Coulter's speech was part right-wing stand-up routine--she called Senator Edward Kennedy "the human dirigible"--and part bloodcurdling agitprop. "Liberals like to scream and howl about McCarthyism," she concluded. "I say, let's give them some. They've had intellectual terror on the campus for years ... It's time for a new McCarthyism." Curtain.
Liberals who believe that Bush's is the show-no-weakness, make-no-apology presidency see Coulter as its Ur-spokeswoman. That is a facile insult both to Bush, who constantly professes a desire to unite the country, and to Coulter, who wouldn't mind if much of the country moved to Canada. But unlike Bill O'Reilly, the Fox News star, Coulter has never wobbled on Bush's signature deed, the war in Iraq. "The invasion of Iraq has gone fabulously well," she wrote last June, a few weeks after O'Reilly suggested the U.S. might need to pull out. Her only argument with Bush is that he isn't more like President Reagan. "'Compassionate conservative,'" she says, "carries the same negative implications as 'articulate black.'" Coulter believes not just in less government but in almost no government. She would eliminate the departments of Education, Commerce, Agriculture and several others. She opposes abortion rights and has written that court-ordered school-desegregation plans have led to "illiterate students knifing one another between acts of sodomy in the stairwell."
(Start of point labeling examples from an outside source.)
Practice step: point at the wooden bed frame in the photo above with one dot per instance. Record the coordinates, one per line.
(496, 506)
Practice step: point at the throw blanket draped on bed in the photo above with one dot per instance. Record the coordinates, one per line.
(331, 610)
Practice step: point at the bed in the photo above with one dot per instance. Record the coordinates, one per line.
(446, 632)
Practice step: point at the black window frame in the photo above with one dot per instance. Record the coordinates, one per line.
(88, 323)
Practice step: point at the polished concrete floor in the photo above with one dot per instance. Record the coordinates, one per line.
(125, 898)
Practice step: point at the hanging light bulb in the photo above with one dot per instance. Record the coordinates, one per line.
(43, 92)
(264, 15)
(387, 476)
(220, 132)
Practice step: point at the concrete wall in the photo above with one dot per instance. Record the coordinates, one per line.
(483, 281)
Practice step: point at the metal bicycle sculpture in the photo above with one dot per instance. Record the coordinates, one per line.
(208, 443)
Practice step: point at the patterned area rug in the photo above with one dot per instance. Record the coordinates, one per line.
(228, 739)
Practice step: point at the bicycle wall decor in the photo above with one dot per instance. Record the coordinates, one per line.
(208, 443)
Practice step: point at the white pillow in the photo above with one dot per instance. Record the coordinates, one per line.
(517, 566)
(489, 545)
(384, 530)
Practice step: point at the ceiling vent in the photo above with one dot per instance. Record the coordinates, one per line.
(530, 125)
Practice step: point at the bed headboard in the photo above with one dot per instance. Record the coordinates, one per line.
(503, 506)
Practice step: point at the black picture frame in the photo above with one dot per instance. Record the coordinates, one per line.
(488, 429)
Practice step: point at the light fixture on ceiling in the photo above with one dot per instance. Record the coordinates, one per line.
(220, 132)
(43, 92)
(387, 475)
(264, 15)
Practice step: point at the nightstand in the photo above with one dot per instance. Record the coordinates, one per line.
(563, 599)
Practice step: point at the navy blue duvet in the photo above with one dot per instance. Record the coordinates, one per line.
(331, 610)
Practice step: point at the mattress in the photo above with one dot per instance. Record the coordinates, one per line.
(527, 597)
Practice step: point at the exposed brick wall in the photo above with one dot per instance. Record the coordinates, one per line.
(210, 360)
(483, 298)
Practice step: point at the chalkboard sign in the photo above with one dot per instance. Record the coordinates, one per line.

Coulter conveys an aura of privilege, wealth and--above all--certainty. "Would that we all could have the political and moral clarity that seems to come so effortlessly from Ann Coulter," wrote an admiring Lisa De Pasquale of the Luce Policy Institute last year in the conservative publication Human Events. But can it be effortless? One theory about Coulter is that she is less Joe McCarthy and more a right-wing Ali G, acting out a character who utters what the rest of us won't. ("That led him to masturbate into [White House] sinks?" she asked in 1999, when President Clinton's rough childhood was mentioned on Rivera Live.)
"This isn't a game," Coulter said at CPAC. "The fate of our troops isn't a game. The fate of the victims on 9/11 is not a game." But she told me several times that, as she put it in an e-mail, "most of what I say, I say to amuse myself and amuse my friends. I don't spend a lot of time thinking about anything beyond that."
So which is it? Is she a brave warrior or a shallow hack? Or is Ann Coulter that most unlikely of conservative subspecies: a hard-right ironist?